Esas expectativas que se proyectan sobre todo acto creativo son el gran elemento de fuerza en cualquier ámbito de creación contemporánea. Son una representación de las formas de vida, sí, pero sobre todo una representación de las formas que el individuo contemporáneo puede adoptar en tanto que posee un valor de moneda social. Esa fuerza no es más que el resultado de una serie de procesos de amplificación técnica que nada tienen que ver con las capacidades del arte.

Esto explica que el arte cargado de fuerza es hoy, por necesidad, un arte carente de magia. El arte no tiene otra capacidad que la de reflejar lo ya existente dentro de un sistema de intercambios especulativos. No se representan objetos valiosos, sino formas de mirar preconfiguradas.
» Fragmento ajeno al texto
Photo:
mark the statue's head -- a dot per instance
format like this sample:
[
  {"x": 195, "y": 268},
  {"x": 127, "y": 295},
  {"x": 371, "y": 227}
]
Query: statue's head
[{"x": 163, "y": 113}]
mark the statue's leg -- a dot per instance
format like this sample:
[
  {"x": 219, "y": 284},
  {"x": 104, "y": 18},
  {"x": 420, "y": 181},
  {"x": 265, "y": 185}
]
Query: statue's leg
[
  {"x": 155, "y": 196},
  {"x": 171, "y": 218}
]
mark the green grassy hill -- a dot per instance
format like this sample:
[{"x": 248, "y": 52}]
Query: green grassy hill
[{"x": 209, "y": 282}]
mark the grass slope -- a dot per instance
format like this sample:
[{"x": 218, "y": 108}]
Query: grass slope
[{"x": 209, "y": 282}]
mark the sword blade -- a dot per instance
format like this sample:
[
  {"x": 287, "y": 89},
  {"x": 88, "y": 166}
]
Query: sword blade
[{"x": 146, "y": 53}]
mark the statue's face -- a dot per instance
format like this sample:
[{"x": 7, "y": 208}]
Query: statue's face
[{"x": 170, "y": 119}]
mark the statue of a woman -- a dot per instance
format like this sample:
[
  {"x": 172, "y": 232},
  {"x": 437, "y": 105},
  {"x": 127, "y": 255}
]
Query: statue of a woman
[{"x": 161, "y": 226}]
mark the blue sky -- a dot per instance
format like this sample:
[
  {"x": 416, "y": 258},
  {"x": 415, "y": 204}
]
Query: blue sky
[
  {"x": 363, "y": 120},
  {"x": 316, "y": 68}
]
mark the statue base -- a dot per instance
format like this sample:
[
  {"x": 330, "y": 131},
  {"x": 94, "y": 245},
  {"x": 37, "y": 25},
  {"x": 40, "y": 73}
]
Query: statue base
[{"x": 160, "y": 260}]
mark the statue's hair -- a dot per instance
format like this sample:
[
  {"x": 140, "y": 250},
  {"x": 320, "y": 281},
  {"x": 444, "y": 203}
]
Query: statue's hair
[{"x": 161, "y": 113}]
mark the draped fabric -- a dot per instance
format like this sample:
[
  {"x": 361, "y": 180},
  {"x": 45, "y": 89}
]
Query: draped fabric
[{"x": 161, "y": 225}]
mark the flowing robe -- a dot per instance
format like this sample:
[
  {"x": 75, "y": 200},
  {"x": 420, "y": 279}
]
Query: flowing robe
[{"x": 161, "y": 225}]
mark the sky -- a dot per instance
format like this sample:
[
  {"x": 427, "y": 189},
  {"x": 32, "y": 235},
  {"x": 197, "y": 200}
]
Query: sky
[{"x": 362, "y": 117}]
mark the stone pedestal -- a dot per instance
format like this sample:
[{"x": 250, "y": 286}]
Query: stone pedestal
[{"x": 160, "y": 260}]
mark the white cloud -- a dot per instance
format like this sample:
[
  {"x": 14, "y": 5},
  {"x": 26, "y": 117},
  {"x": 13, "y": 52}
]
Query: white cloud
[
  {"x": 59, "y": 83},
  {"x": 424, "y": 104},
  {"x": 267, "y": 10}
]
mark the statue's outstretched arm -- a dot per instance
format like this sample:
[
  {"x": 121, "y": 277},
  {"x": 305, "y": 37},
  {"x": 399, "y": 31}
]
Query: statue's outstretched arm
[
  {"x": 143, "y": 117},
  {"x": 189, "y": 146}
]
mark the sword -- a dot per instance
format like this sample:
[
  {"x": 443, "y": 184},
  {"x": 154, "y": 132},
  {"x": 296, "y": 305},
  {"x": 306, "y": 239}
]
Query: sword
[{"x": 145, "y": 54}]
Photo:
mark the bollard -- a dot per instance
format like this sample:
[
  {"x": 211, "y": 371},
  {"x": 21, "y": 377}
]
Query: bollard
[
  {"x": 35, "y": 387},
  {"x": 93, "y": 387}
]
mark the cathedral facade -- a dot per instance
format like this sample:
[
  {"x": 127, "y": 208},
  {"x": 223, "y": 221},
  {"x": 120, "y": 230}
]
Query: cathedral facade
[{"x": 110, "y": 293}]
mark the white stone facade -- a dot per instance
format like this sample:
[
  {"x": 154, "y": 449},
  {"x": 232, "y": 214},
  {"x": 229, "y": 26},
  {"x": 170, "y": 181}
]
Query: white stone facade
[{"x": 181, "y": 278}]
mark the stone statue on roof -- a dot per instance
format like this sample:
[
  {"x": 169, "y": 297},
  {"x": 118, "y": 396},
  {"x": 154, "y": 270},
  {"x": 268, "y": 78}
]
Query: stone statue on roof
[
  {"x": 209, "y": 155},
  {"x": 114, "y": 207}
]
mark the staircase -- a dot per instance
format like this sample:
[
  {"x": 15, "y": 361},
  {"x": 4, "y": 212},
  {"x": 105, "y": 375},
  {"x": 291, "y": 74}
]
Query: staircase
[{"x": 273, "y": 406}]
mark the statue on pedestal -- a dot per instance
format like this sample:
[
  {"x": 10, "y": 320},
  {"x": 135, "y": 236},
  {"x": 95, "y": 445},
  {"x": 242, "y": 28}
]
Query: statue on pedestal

La sorpresa que nos transmiten ciertas obras solo es una especie de efecto óptico mediante el cual la mirada parece desobjetualizarse y volverse momentáneamente autónoma. Sin embargo la ilusión de la autonomía de la mirada queda reducida al momento puntual de su aparición en la esfera pública. No hay mirada sostenida, porque no hay rostro. No hay rostros.

Si consideramos los parámetros que definen el acto de creación, el artista contemporáneo es, por definición, un impostor. Su función no es otra que la de satisfacer la mirada narcisista de un público. La unidad de sujeto y objeto en el artista solamente es la apoteosis de una autoafirmación sin contenido. Sin rostro.

La magia se produce, por necesidad, cuando una obra escapa el campo gravitatorio de la imagen deseada por la red de deseos del espectador colectivo. Cuando no hay un acto posible de interpretación social, cuando una obra no puede medirse dentro de los parámetros de ninguna categoría social. Esa obra es la única que rompe la estructura dinámica del campo de recepción contemporáneo. Rompe la lógica de la mirada viciada por la imagen de múltiples miradas especulares.

La magia es la formación de un rostro. Propio o ajeno. Pero un rostro.